LiteRT-LM model host for ADK agents¶

Supported in ADKPython v0.1.0Kotlin v0.4.0

You can use the LiteRT-LM library to efficiently run language models locally on various compute devices without requiring specialized processors such as graphics processing units (GPU) or tensor processing units (TPU). LiteRT-LM supports many models, including Google Gemma models as well as third-party models. This guide provides instructions for setting up LiteRT-LM with ADK for the following languages:

Python
Kotlin

Python¶

These instructions describe how to use LiteRT-LM server with ADK in Python with a Gemma open weights model, including using LiteRT-LM 's local hosting model server lit.

Install resources¶

You need to download a model to use with LiteRT-LM, and the lit CLI tool to help you find a model download it.

Install `lit` CLI tool¶

Download and install the lit CLI tool by following these instructions in the LiteRT-LM GitHub repository.

Download a model¶

Before you start the server, you need to download a model. You'll need a Hugging Face user access token to download a LiteRT-LM model using lit. You can get a token for your Hugging Face account here.

To see a list of models available for download, use the lit list command:

lit list --show_all

Download a model using the lit pull command:

export HUGGING_FACE_HUB_TOKEN="**your Hugging Face token**"
lit pull gemma3n-e2b

Configure your agent¶

Configure your agent to connect to LiteRT-LM and a hosted model. When running Gemma models with LiteRT-LM, you configure a Gemini model class with the model identifier and local network address.

To use LiteRT-LM with ADK and a Gemma model:

Set base_url to the LiteRT-LM server URL, for example: localhost:8001.
Set model to the LiteRT-LM model name, for example: gemma3n-e2b.

The following example code shows how to configure an agent to connect to the locally hosted LiteRT-LM instance serving the Gemma model configuration described above:

from google.adk.agents import Agent
from google.adk.models import Gemini

root_agent = Agent(
    model=Gemini(
        model="gemma3n-e2b",
        base_url="http://localhost:8001",
    ),
    name="dice_agent",
    description=(
        "hello world agent that can roll a die of 8 sides and check prime"
        " numbers."
    ),
    instruction="""
      You roll dice and answer questions about the outcome of the dice rolls.
    """,
    tools=[
        roll_die,
        check_prime,
    ],
)

Then run the agent as usual:

adk web

Running the LiteRT-LM server¶

The LiteRT-LM server is a separate process that serves LiteRT-LM models.
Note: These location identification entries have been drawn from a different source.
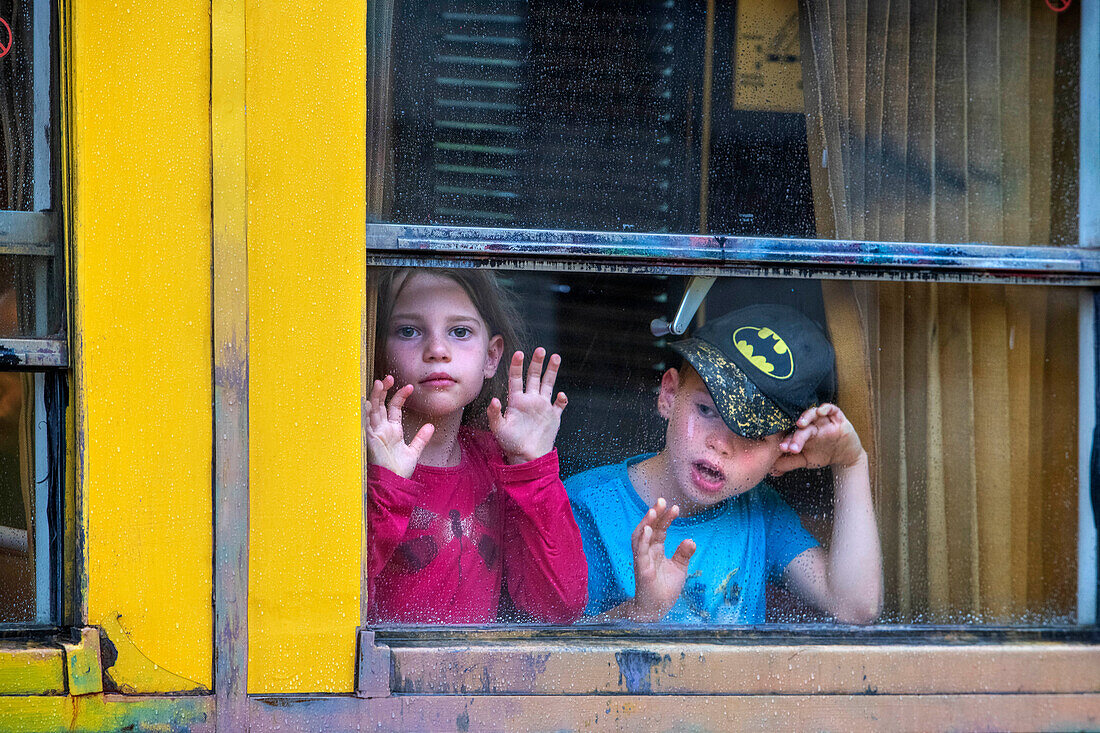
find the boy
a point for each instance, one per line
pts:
(749, 402)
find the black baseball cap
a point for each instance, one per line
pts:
(763, 365)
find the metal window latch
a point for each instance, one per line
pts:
(697, 287)
(375, 663)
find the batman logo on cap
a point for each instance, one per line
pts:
(766, 350)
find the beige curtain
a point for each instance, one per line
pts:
(935, 122)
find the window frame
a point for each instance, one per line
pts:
(40, 233)
(387, 652)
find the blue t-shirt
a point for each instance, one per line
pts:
(739, 544)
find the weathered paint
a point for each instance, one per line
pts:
(128, 669)
(306, 159)
(140, 212)
(749, 712)
(107, 712)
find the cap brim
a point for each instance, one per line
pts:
(745, 409)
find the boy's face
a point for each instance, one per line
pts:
(708, 462)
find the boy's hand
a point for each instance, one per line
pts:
(528, 428)
(657, 579)
(385, 438)
(823, 436)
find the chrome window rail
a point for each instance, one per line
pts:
(540, 249)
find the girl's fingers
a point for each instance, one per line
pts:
(683, 554)
(516, 373)
(535, 371)
(669, 517)
(550, 376)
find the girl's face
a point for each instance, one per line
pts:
(438, 342)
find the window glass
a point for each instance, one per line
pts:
(964, 395)
(743, 118)
(32, 320)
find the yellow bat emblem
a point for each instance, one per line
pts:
(766, 350)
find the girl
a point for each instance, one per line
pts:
(452, 510)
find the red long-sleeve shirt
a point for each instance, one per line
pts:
(440, 542)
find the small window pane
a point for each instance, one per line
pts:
(18, 105)
(965, 397)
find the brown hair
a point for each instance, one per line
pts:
(494, 304)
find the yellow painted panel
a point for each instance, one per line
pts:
(142, 331)
(306, 161)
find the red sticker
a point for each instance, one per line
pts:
(4, 47)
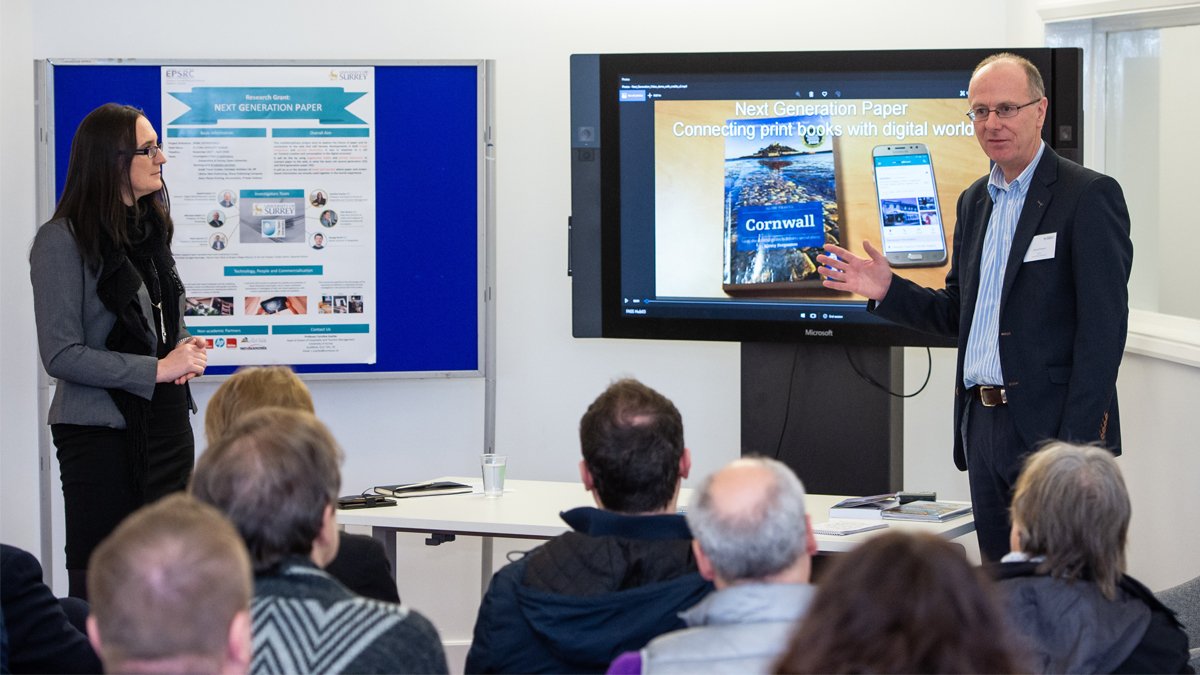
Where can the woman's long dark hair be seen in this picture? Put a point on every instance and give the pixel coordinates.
(99, 178)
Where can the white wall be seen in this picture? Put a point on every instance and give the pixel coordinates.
(545, 377)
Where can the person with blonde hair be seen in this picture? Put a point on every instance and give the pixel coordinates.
(1065, 581)
(361, 563)
(903, 603)
(171, 592)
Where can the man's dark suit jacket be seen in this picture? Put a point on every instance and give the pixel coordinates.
(1062, 320)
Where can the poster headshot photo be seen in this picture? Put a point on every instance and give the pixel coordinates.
(258, 305)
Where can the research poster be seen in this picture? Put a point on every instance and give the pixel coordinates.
(273, 192)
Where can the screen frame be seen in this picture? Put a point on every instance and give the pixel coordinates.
(595, 220)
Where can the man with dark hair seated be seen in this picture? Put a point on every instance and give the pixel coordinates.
(624, 572)
(1065, 581)
(361, 563)
(754, 539)
(171, 592)
(276, 475)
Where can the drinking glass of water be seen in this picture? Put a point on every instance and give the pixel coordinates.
(493, 473)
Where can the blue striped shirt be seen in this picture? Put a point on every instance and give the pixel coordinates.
(981, 364)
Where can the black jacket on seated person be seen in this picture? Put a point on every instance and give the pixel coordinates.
(41, 638)
(1071, 627)
(363, 567)
(582, 598)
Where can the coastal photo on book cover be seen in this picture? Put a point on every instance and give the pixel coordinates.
(780, 202)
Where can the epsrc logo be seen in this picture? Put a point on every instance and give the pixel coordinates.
(347, 76)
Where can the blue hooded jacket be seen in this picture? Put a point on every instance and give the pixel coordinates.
(579, 601)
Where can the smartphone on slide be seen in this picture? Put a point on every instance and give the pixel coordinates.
(910, 216)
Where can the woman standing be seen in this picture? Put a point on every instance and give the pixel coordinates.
(108, 305)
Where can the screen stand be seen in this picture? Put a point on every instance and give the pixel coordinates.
(804, 405)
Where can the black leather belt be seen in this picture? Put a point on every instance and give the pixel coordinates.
(990, 396)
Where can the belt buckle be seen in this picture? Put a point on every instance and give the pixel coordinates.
(993, 396)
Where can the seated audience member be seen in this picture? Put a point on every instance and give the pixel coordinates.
(903, 603)
(754, 541)
(1065, 581)
(41, 633)
(275, 473)
(624, 572)
(171, 592)
(361, 563)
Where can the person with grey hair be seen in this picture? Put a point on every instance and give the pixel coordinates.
(171, 592)
(754, 541)
(275, 472)
(1065, 583)
(1036, 296)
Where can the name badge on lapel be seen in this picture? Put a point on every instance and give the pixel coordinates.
(1042, 248)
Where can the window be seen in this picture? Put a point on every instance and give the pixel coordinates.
(1140, 96)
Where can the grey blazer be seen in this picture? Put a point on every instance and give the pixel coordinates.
(72, 327)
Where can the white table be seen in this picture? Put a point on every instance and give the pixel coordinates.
(529, 509)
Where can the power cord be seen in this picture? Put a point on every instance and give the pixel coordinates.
(868, 378)
(787, 405)
(871, 381)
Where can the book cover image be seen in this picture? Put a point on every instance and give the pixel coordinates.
(780, 203)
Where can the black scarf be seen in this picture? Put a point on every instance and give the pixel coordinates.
(121, 274)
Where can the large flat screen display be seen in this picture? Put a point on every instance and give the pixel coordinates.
(705, 185)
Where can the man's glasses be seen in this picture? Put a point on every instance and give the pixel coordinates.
(979, 113)
(153, 150)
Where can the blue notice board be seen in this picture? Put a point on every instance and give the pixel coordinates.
(430, 154)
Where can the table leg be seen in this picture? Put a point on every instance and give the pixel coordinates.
(387, 536)
(486, 567)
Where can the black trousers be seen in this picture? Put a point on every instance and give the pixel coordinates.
(995, 453)
(97, 482)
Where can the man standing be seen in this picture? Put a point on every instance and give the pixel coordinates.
(623, 573)
(1037, 296)
(754, 541)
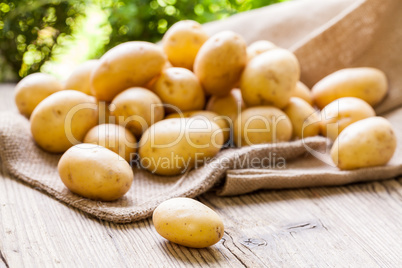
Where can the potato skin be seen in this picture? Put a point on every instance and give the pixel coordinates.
(80, 78)
(343, 112)
(179, 87)
(221, 121)
(127, 65)
(366, 143)
(33, 89)
(50, 123)
(187, 222)
(173, 146)
(220, 61)
(230, 105)
(303, 92)
(95, 172)
(137, 109)
(260, 121)
(182, 42)
(304, 118)
(259, 47)
(270, 78)
(368, 84)
(113, 137)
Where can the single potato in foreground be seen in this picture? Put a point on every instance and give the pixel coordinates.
(220, 61)
(366, 143)
(173, 146)
(368, 84)
(259, 47)
(188, 222)
(137, 109)
(180, 88)
(113, 137)
(221, 121)
(263, 124)
(230, 105)
(127, 65)
(62, 120)
(270, 78)
(95, 172)
(303, 92)
(33, 89)
(342, 112)
(80, 78)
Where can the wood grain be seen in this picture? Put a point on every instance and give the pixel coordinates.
(352, 226)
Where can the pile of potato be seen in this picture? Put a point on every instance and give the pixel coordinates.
(179, 104)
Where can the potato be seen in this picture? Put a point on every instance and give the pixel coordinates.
(180, 88)
(220, 61)
(95, 172)
(62, 120)
(221, 121)
(263, 124)
(187, 222)
(137, 109)
(304, 118)
(366, 143)
(259, 47)
(104, 113)
(230, 105)
(173, 146)
(113, 137)
(368, 84)
(80, 78)
(342, 112)
(270, 78)
(303, 92)
(127, 65)
(33, 89)
(182, 42)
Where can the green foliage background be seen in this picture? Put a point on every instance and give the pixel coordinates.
(33, 32)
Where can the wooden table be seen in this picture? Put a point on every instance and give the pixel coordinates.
(358, 225)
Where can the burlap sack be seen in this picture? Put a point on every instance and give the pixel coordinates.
(326, 36)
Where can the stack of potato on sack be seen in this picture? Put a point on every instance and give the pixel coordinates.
(184, 102)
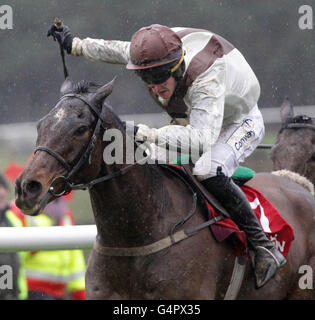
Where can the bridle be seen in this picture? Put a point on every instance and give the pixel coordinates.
(66, 181)
(299, 122)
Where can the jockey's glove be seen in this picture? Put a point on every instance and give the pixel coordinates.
(63, 36)
(145, 133)
(130, 128)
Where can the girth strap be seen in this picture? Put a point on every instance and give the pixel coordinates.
(155, 246)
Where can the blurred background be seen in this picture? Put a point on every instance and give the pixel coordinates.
(266, 32)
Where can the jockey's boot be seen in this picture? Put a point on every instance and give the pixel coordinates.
(267, 258)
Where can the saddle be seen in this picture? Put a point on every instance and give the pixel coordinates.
(276, 228)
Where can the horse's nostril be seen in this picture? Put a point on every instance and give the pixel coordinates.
(18, 189)
(32, 188)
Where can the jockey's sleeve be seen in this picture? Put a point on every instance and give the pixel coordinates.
(206, 97)
(110, 51)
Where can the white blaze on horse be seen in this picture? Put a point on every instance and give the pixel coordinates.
(137, 206)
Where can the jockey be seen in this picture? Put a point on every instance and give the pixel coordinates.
(205, 84)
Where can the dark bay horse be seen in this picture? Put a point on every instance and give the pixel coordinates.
(294, 149)
(142, 206)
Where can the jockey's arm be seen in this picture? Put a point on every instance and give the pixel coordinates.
(206, 97)
(110, 51)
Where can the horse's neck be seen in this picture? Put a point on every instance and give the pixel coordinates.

It is started by the LiteRT-LM CLI tool lit.

Run the server¶

After downloading a model, start the LiteRT-LM server locally by running the following command:

lit serve --port 8001

Local Server Port Number

You may choose any port number for the LiteRT-LM server as long as it matches the base_url you set in the Gemini class in your agent code.

Debugging¶

To see incoming requests to the LiteRT-LM server and the exact input sent to the model, use the --verbose flag:

lit serve --port 8001 --verbose

Kotlin¶

These instructions describe how to use LiteRT-LM with ADK in Kotlin using the com.google.adk.kt.litertlm package.

Install resources¶

You need to download a model to use with LiteRT-LM, and the litert-lm CLI tool to help you find a model download it.

Install LiteRT-LM CLI¶

Prerequisites: Python 3.10 or higher

To install the CLI, run:

pip install --upgrade litert-lm

For additional installation methods, such as using uv, see LiteRT-LM CLI Installation Guide.

Download a model¶

Download a model compatible with LiteRT-LM to use the litert-lm CLI tool. Use litert-lm to download models directly from Hugging Face:

litert-lm import \
  --from-huggingface-repo litert-community/gemma-4-E2B-it-litert-lm \
  gemma-4-E2B-it.litertlm

Once downloaded, the model is stored locally at:

~/.litert-lm/models/gemma-4-E2B-it.litertlm/model.litertlm

For more details about litert-lm, refer to the LiteRT-LM CLI Usage Guide.

Add dependencies¶

ADK Kotlin works with LiteRT-LM through an adapter package, com.google.adk:google-adk-kotlin-litertlm.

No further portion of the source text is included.